How Balaam Seized a Throne With Snakes and Sorcery
When King Kikanos left for war and trusted Balaam with his city, Balaam turned the people against him and fortified the walls with magic.
Table of Contents
The King Who Trusted the Wrong Man
King Kikanos of Ethiopia was preparing to put down a rebellion in a distant province, and before he left he made the decision that would cost him his city. He trusted the most capable administrator he knew: Balaam son of Beor, a man with a reputation for intelligence and supernatural ability, whose two sons Jannes and Jambres served as his deputies. Kikanos left his capital in Balaam's hands and marched out with his army to fight a war he expected to win quickly.
He won the war. The rebellion collapsed. He turned his army around and marched back toward home.
He found his capital sealed against him.
Balaam Takes the Throne
Balaam had moved the moment the king's army was far enough away that news traveled slowly. He had gone among the people of the city and made his case. Kikanos was not coming back. The war had turned against him. If they wanted stability, if they wanted safety, they needed a king who was present and capable and already trusted by the people who mattered. They needed Balaam. The people of the city, cut off from news and frightened by the absence of their army, had listened.
He was not stupid enough to think the persuasion would hold when Kikanos returned. He needed the city to be physically inaccessible to a returning army. He sent to the Egyptian border and imported a force of mixed mercenaries to guard the walls. Then he turned to his other resource: the supernatural ability that had made him valuable in the first place.
The Magic That Sealed the Walls
On the eastern side of the city, the side most vulnerable to a returning army, Balaam placed snakes in the earth. Not ordinary snakes arranged as a deterrent. Living magic, worked through whatever power of sorcery Balaam had developed in his years of practice, which made the eastern approach impassable. Any force that tried to advance through the eastern gate encountered the serpents before it reached the walls.
On the western side, the approach across water, he worked a different operation. He used his sorcery to make the river itself hostile to any army trying to cross. The western approach, which under normal conditions offered a second route to the walls, became as dangerous as the eastern approach by different means.

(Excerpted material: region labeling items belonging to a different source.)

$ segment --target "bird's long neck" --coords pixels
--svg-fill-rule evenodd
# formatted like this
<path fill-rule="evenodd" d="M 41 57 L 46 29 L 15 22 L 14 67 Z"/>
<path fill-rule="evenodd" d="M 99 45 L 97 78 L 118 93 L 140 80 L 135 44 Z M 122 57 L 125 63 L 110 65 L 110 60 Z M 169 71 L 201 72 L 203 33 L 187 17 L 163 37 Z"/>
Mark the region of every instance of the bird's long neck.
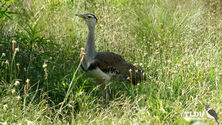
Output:
<path fill-rule="evenodd" d="M 95 50 L 95 26 L 88 26 L 89 32 L 85 45 L 85 58 L 91 60 L 96 56 Z"/>

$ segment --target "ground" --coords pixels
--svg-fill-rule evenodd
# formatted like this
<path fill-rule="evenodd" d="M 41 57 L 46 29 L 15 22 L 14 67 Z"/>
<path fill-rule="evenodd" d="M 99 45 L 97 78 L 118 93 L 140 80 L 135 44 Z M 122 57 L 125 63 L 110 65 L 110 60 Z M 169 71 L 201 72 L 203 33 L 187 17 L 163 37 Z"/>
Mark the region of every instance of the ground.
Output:
<path fill-rule="evenodd" d="M 0 5 L 0 123 L 213 125 L 207 104 L 222 122 L 220 0 Z M 118 53 L 147 73 L 136 86 L 112 81 L 108 103 L 79 67 L 87 26 L 75 14 L 83 13 L 98 18 L 97 51 Z"/>

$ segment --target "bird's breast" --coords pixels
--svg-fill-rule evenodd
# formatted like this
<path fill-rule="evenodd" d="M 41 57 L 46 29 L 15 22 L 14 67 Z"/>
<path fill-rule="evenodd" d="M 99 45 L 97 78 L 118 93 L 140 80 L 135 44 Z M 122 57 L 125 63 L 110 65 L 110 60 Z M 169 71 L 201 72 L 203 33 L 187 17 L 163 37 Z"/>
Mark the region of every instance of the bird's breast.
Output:
<path fill-rule="evenodd" d="M 86 75 L 95 78 L 95 80 L 99 82 L 109 81 L 111 79 L 111 76 L 109 74 L 104 73 L 98 67 L 93 70 L 87 70 Z"/>

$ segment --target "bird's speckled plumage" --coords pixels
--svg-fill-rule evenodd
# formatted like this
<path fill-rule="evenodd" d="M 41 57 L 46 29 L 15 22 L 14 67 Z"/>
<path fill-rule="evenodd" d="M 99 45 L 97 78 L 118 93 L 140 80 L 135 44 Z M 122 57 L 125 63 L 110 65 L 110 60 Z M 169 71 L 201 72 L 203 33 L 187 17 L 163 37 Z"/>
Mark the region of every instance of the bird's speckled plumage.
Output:
<path fill-rule="evenodd" d="M 80 14 L 77 16 L 86 21 L 89 29 L 85 45 L 85 56 L 82 62 L 82 68 L 88 76 L 94 77 L 99 82 L 118 79 L 128 80 L 133 84 L 144 79 L 143 71 L 125 61 L 120 55 L 112 52 L 97 52 L 94 38 L 97 18 L 93 14 Z"/>

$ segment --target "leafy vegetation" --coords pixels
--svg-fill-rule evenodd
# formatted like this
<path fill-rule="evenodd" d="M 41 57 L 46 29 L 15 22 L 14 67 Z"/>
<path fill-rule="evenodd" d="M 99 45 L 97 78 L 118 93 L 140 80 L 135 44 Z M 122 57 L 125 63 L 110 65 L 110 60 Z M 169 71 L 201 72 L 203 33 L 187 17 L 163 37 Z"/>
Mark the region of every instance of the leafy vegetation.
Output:
<path fill-rule="evenodd" d="M 222 116 L 220 0 L 1 0 L 0 123 L 192 124 Z M 80 69 L 93 13 L 96 49 L 143 68 L 139 85 L 112 81 L 113 99 Z M 219 119 L 220 121 L 220 119 Z M 205 117 L 204 123 L 215 124 Z M 202 123 L 202 124 L 204 124 Z"/>

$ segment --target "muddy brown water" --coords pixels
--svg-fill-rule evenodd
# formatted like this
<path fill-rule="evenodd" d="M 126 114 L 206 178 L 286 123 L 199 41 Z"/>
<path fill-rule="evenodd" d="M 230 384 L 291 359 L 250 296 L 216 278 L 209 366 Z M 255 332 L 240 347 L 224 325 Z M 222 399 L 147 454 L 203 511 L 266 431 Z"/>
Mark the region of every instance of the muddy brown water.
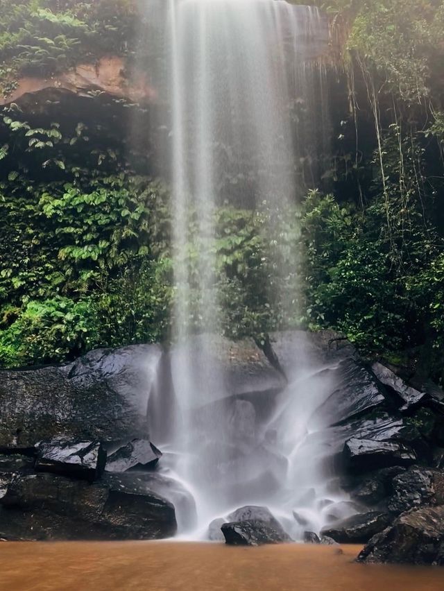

Kikanos arrived home to find a city he could see but not enter. He had won a war against an external rebellion and returned to discover that the rebellion worth worrying about had been inside his walls the entire time.
Nine Years Outside the City
He camped outside. His army camped outside. The tradition records that Kikanos and his men sat in the field outside their own city for nine years, unable to take back what had been taken from them by a man they had trusted with the keys. The snakes held the east. The sorcery held the west. The mercenaries held the walls. The city that had been Kikanos's for his entire reign sat a short distance from him, visible every morning when he woke up and every evening when he lay down, and unreachable.
Kikanos died outside his own capital. He died of the illness that comes from nine years of cold and damp in a military camp, an old man who had ruled a kingdom and lost it to cleverness while he was away fighting. His army was still camped in the field. His kingdom was still held by the man he had trusted. The soldiers sat in the field and waited for something to change, and eventually something did: a fugitive arrived from Egypt with a story about having killed an overseer, and the army that had been waiting for nine years recognized in this stranger the kind of person who might be able to solve a problem that had resisted every conventional solution.